2.    Mantuq dan Mafhum
a.    Pengertian Mantuq
·         Lafadz mantuq:
مآدل عليه اللفظ في محل النطقي             
Artinya: “Lafadz yang kandungan hukumnya sesuai dengan bunyi lafadznya.
·         Lafadz mafhum:
              مآدل عليه اللفظ لا في محل النطقي
Artinya: “Lafadz yang kandungan hukumnya tidak sama dengan bunyi lafadznya.

Jadi, dikatakan mantuq apabila dengan bunyi lafadznya itu sendiri sudah memberikan hukum yang jelas, sedangkan dikatakan mafhum apabila hukum yang di kandung dalam lafadz itu memerlukan adanya pemahaman diluar bunyi lafadz. Misalnya, manusia dilarang mencuri, secara mantuq hokum mencuri dilarang , sedang mafhumnya adalah mencopet juga dilarang. Bunyi lafadznya mencuri bukan mencopet.

b.   Pengertian & Pembagian Mafhum
1.    Mafhum Muwafaqoh
Adalah apabila hokum yang dikandung senada dengan bunyi lafadznya. Mafhum muwafaqoh dibagi 2, yaitu:
a.      Fahwal Khitob (فحؤالخطاب)
Yakni apabila hukum yang difahamkan lebih berat dari bunyi lafadznya.
Misalnya, Jangan kamu berkata “hus” kepada orang tuamu. Maka secara fahwal khitob kita dilarang juga menempeleng orang tua, karena menempeleng lebih berat dari pada berkata “hus”.
b.      Lahnul Khitob (لحن الخطاب)
Yakni apabila hukum yang difahamkan itu sama dengan bunyi lafadznya.
Misalnya, Dilarang memakan harta anak yatim. Secara lahnul khitob, kita juga dilarang membakar harta anak yatim, karena sama-sama merusak/melenyapkan harta anak yatim. 
2.    Mafhum Mukholafah
Adalah apabila hukum yang difahamkan berbeda/kebalikan dengan apa yang diucapkan (bunyi lafadznya).
Misalnya, Lafadz Allah الحج اشهر معلومت (“Ibadah haji itu adalah pada bulan-bulan tertentu”{syawal, dzulqo’dah, dan sampai 10 dzulhijjah})

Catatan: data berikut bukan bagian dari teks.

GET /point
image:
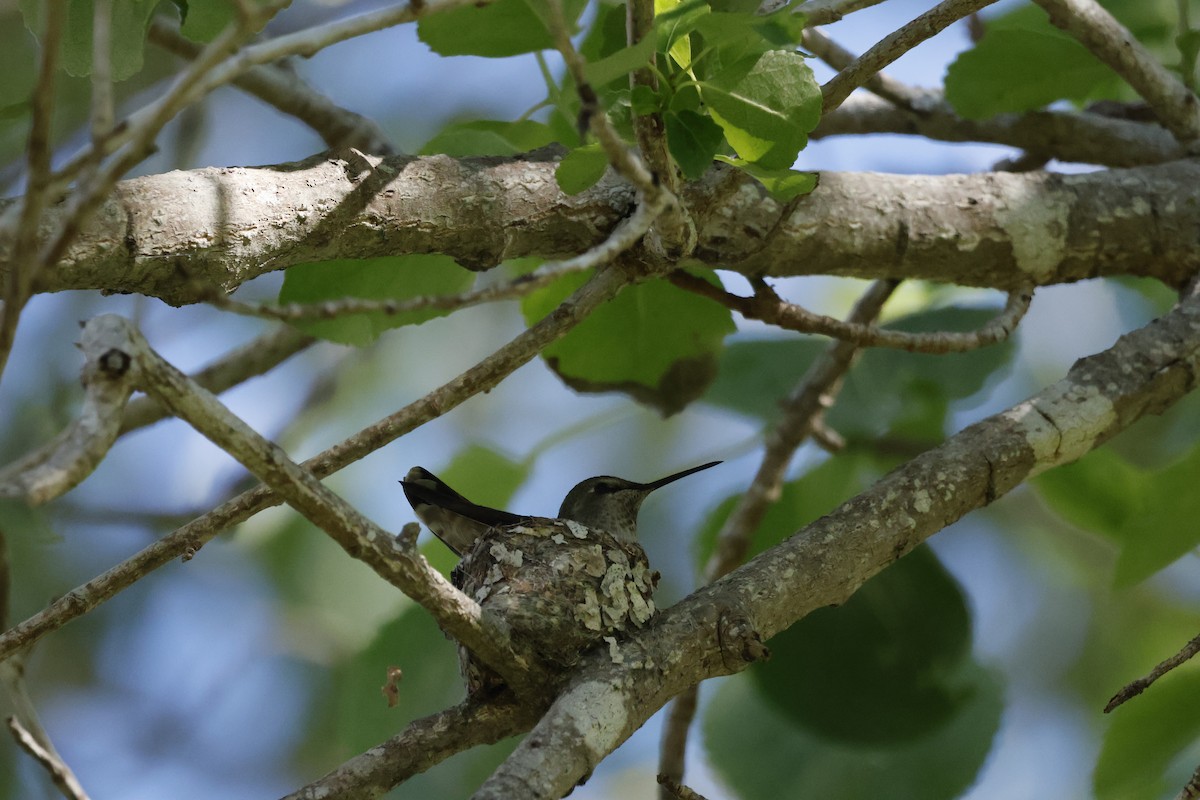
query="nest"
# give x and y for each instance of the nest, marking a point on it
(562, 588)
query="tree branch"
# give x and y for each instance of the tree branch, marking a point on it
(1138, 686)
(1145, 372)
(1067, 136)
(801, 414)
(767, 306)
(999, 230)
(286, 90)
(421, 745)
(1113, 43)
(189, 539)
(893, 46)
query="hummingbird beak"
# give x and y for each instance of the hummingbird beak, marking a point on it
(672, 479)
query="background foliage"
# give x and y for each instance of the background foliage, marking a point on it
(976, 667)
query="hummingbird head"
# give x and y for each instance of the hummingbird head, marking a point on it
(612, 504)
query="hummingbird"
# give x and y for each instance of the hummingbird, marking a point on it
(603, 503)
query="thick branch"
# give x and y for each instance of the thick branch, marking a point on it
(1145, 372)
(423, 744)
(1000, 230)
(185, 541)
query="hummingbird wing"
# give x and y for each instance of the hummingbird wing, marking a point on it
(453, 518)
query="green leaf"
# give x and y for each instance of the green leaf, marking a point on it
(693, 140)
(1149, 513)
(763, 755)
(882, 668)
(784, 185)
(581, 168)
(766, 104)
(495, 30)
(485, 476)
(672, 26)
(129, 32)
(1146, 735)
(1020, 71)
(204, 19)
(654, 342)
(489, 138)
(397, 277)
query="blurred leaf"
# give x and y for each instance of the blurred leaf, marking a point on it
(619, 64)
(885, 667)
(204, 19)
(693, 139)
(765, 756)
(1024, 62)
(1147, 733)
(819, 492)
(489, 138)
(485, 476)
(767, 104)
(1150, 513)
(499, 29)
(654, 342)
(783, 185)
(394, 277)
(431, 683)
(127, 32)
(1021, 71)
(581, 168)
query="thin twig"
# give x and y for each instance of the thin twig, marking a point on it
(768, 307)
(802, 410)
(1138, 686)
(287, 91)
(423, 744)
(187, 540)
(822, 12)
(893, 46)
(678, 791)
(889, 89)
(403, 567)
(627, 163)
(1111, 42)
(28, 214)
(64, 779)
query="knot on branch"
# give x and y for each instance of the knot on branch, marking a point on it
(114, 362)
(739, 642)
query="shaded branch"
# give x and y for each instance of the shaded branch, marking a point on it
(111, 338)
(801, 414)
(999, 230)
(1138, 686)
(604, 703)
(1067, 136)
(767, 306)
(187, 540)
(287, 91)
(893, 46)
(421, 745)
(1097, 30)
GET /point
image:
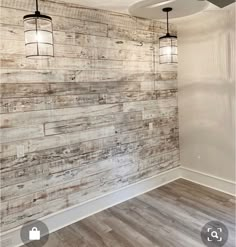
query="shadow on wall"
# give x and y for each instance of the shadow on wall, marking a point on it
(207, 92)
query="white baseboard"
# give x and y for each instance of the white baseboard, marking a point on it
(73, 214)
(67, 217)
(207, 180)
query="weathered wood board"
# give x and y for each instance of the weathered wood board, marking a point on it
(100, 115)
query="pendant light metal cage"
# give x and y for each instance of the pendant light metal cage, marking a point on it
(38, 31)
(168, 46)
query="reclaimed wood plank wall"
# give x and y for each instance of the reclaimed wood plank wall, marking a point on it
(100, 115)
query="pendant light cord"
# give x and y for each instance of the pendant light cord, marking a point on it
(167, 13)
(37, 7)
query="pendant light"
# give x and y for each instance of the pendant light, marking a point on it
(168, 51)
(38, 35)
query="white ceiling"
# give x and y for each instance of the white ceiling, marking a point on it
(135, 7)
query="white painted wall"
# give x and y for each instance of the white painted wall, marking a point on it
(207, 92)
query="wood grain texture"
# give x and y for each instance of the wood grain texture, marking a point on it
(170, 216)
(100, 115)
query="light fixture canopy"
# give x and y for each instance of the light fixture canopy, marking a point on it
(168, 49)
(38, 35)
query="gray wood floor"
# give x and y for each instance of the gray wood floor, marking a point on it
(172, 215)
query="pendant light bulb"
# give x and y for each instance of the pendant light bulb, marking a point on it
(38, 35)
(168, 53)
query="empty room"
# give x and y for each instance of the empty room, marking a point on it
(117, 123)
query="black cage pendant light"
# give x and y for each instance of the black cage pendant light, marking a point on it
(38, 35)
(168, 45)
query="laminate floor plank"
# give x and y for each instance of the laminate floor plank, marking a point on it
(170, 216)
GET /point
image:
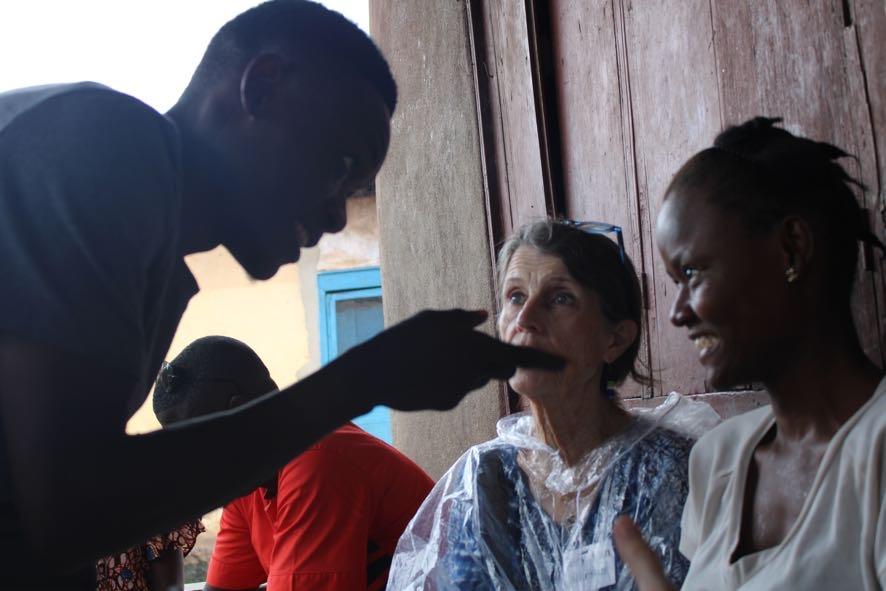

Dengan demikian, Macam-macam mafhum mukholafah:
a.    Mafhum Sifat
b.    Mafhum ‘Illat
Yakni mafhum yang didasarkan atas illat hukum itu.Misalnya, Sabda Nabi كل مكر حرام (setiap minuman yang memabukkan adalah harom. Berarti mafhum mukholafahnya adalah bahwa minuman yang tidak memabukkan adalah tidak haram.
c.    Mafhum Syarat
d.    Mafhum Adad
Yakni suatu ketentuan manthuqnya berupa bilangan.
e.    Mafhum Ghoyah
Yakni mafhum yang difahami dari makna ghoyah (sampai/hingga).
Misalnya, Q.S.Al-Baqoroh:187
                  ثم اتم الصيام الى اليل
Artinya : Maka sempurnakanlah puasa itu sampai malam.
Dengan demikian, mantuqnya puasa itu sempurna hanya sampai menemui waktu malam, maka mafhum mukholafahnya adalah setelah waktu malam tiba kita tidak boleh lagi berpuasanya.
f.      Mafhum Laqob
Yakni mafhum yang difahami dari makna nama atau barang .Misalnya, Aku melihat Zaed. Karena yang dilihat Zaed maka secara mafhum mukholafah.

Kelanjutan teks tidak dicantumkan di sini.